Forum Discussion

SteveEason's avatar
SteveEason
Icon for Cirrus rankCirrus
Oct 17, 2022

iRules to implement Security requirements in headers

We implemented at one point Policies to handle specific Security required header policies, however it appears they are not working currently (v16.1.3.1). The Security headers are for your typical entries, such as X-XSS-Protection, X-Content-Type-Options, X-Frame-Options and X-Cache-Control. None of those policies are showing up on the sites after being implemented. So we are attempting to do the same with iRules instead since I can see those showing up when we add just a simple fake header. 

I was searching DevCentral for some examples of iRules to accomplish what we are looking to accomplish but a lot of the ones I find are REALLY old and don't seem to work in the current version. So I'm hoping someone has a few they might be willing to share. 

For basics we just need to evaluate the current value of specific headers or determine if they exist and either replace or insert the desired value. However, with Cache-Control we need to insert one value if a URI has a specific file type (ie. .jpg, .css, .js, .gif, etc).  For those we want to insert a value of "no-cache". But everything else should have "no-store"

Here is a basic version of what I have started which doesn't include the Cache-Control portion. 

 

when HTTP_RESPONSE { 
    # Remove all instances of the Server header 
    HTTP::header remove Server
    HTTP::header insert "Strict-Transport-Security" "max-age=31536000" 

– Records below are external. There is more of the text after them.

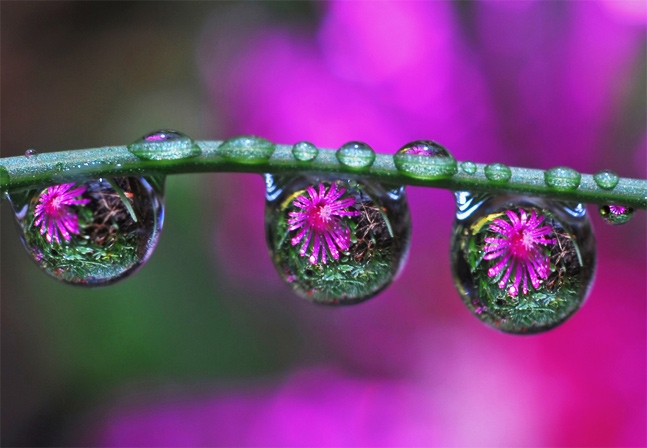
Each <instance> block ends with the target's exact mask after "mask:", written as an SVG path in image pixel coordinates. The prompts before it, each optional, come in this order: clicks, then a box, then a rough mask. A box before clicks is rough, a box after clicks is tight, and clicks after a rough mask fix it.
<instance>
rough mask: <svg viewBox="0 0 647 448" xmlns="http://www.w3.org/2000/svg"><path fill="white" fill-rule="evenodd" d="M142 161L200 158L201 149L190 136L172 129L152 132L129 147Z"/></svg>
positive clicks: (134, 154) (130, 149)
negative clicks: (189, 136)
mask: <svg viewBox="0 0 647 448" xmlns="http://www.w3.org/2000/svg"><path fill="white" fill-rule="evenodd" d="M128 151H130V152H131V153H132V154H134V155H136V156H137V157H139V158H140V159H142V160H179V159H188V158H191V157H196V156H199V155H200V154H201V153H202V150H201V149H200V147H199V146H198V145H197V144H196V143H195V142H194V141H193V139H191V138H190V137H189V136H188V135H185V134H183V133H182V132H179V131H173V130H170V129H167V130H159V131H155V132H151V133H150V134H147V135H145V136H143V137H142V138H140V139H139V140H137V141H136V142H134V143H131V144H130V145H128Z"/></svg>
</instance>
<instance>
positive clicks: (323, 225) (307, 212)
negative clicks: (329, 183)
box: [288, 183, 359, 264]
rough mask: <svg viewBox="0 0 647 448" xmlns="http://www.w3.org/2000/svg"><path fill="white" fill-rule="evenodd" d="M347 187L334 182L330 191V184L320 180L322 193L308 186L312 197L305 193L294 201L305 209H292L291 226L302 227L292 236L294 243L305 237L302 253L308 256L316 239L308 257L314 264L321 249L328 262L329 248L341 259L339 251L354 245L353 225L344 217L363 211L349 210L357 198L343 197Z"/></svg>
mask: <svg viewBox="0 0 647 448" xmlns="http://www.w3.org/2000/svg"><path fill="white" fill-rule="evenodd" d="M345 191H346V189H344V188H339V189H338V188H337V185H336V184H334V183H333V184H332V185H331V186H330V188H329V189H328V191H327V192H326V186H325V185H324V184H319V192H318V193H317V191H316V190H315V189H314V188H313V187H308V188H307V192H308V195H309V196H310V197H309V198H308V197H307V196H306V195H305V194H304V195H301V196H298V197H297V198H296V199H295V200H294V201H293V202H292V205H294V206H295V207H297V208H300V209H301V211H294V212H290V213H289V216H290V219H288V224H289V226H290V227H289V228H288V230H289V231H293V230H298V229H301V230H300V231H299V233H298V234H297V235H296V236H295V237H294V238H292V245H293V246H296V245H297V244H299V242H301V241H302V240H303V244H302V245H301V249H300V250H299V255H301V256H302V257H305V256H306V253H307V252H308V249H309V247H310V241H311V240H312V249H311V252H310V256H309V258H308V261H310V263H311V264H317V263H318V261H319V252H321V262H322V263H323V264H326V252H327V251H329V252H330V254H331V255H332V257H333V258H334V259H335V260H337V259H339V251H345V250H348V247H349V246H350V229H349V228H348V226H347V225H346V224H345V223H344V222H343V221H342V219H341V217H342V216H357V215H359V212H358V211H349V210H347V209H348V207H351V206H353V204H355V198H353V197H348V198H344V199H340V198H341V196H342V195H343V194H344V192H345ZM304 237H305V239H304ZM326 249H327V250H326Z"/></svg>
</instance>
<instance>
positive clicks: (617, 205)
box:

    if {!([ HTTP::header exists "X-Content-Type-Options" ])} { 
        HTTP::header insert "X-Content-Type-Options" "nosniff"}

    if {!([ HTTP::header exists "X-Frame-Options" ])} { 
        HTTP::header insert "X-Frame-Options" "SAMEORIGIN"}
		
	if {!([ HTTP::header exists "X-XSS-Protection" ])} { 
        HTTP::header insert "X-Frame-Options" "1;mode=block"}	
}

 

I had found one snippet that looked promising for the cache control based on file type, but the current version doesn't like it. 

 

class my_file_types { ".jpg" ".jpeg" ".css" ".js" ".ico" ".png" ".gif" ".svg" ".bmp" ".webp" ".avif" ".jxl" ".woff2" ".ttf" ".woff" ".mp4" }

when HTTP_REQUEST { if { [matchclass [HTTP::uri] ends_with $::my_file_types] } { HTTP::header replace Cache-Control "no-cache" } }

 

Any input would be welcome. I am also starting to dig through the documentation but I'm not a developer so it's a learning curve for me. Plus the situation with the Policies seemed a very easy way to implement these policies but that isn't working. I might open a ticket for that issue.

devops
irule

2 Replies

Sort By
  • Kevin_Stewart's avatar
    Kevin_Stewart
    Icon for Employee rankEmployee
    Oct 17, 2022

    Classes are used to search data groups.

    There's probably way more elegant ways to do this, but the below extracts the ending from the HTTP::path and searches through the list of endings:

    when RULE_INIT {
    set static::endinglist { ".jpg" ".jpeg" ".css" ".js" ".ico" ".png" ".gif" ".svg" ".bmp" ".webp" ".avif" ".jxl" ".woff2" ".ttf" ".woff" ".mp4" }
}
when HTTP_REQUEST { 
    if { [lsearch -all $static::endinglist [string range [HTTP::path] [string last "." [HTTP::path]] end]] ne "" } {
        HTTP::header replace Cache-Control "no-cache"
    }
}
  • SteveEason's avatar
    SteveEason
    Icon for Cirrus rankCirrus
    Oct 17, 2022

    Thanks for the input. I'll give that a try and see how that works out in our situation.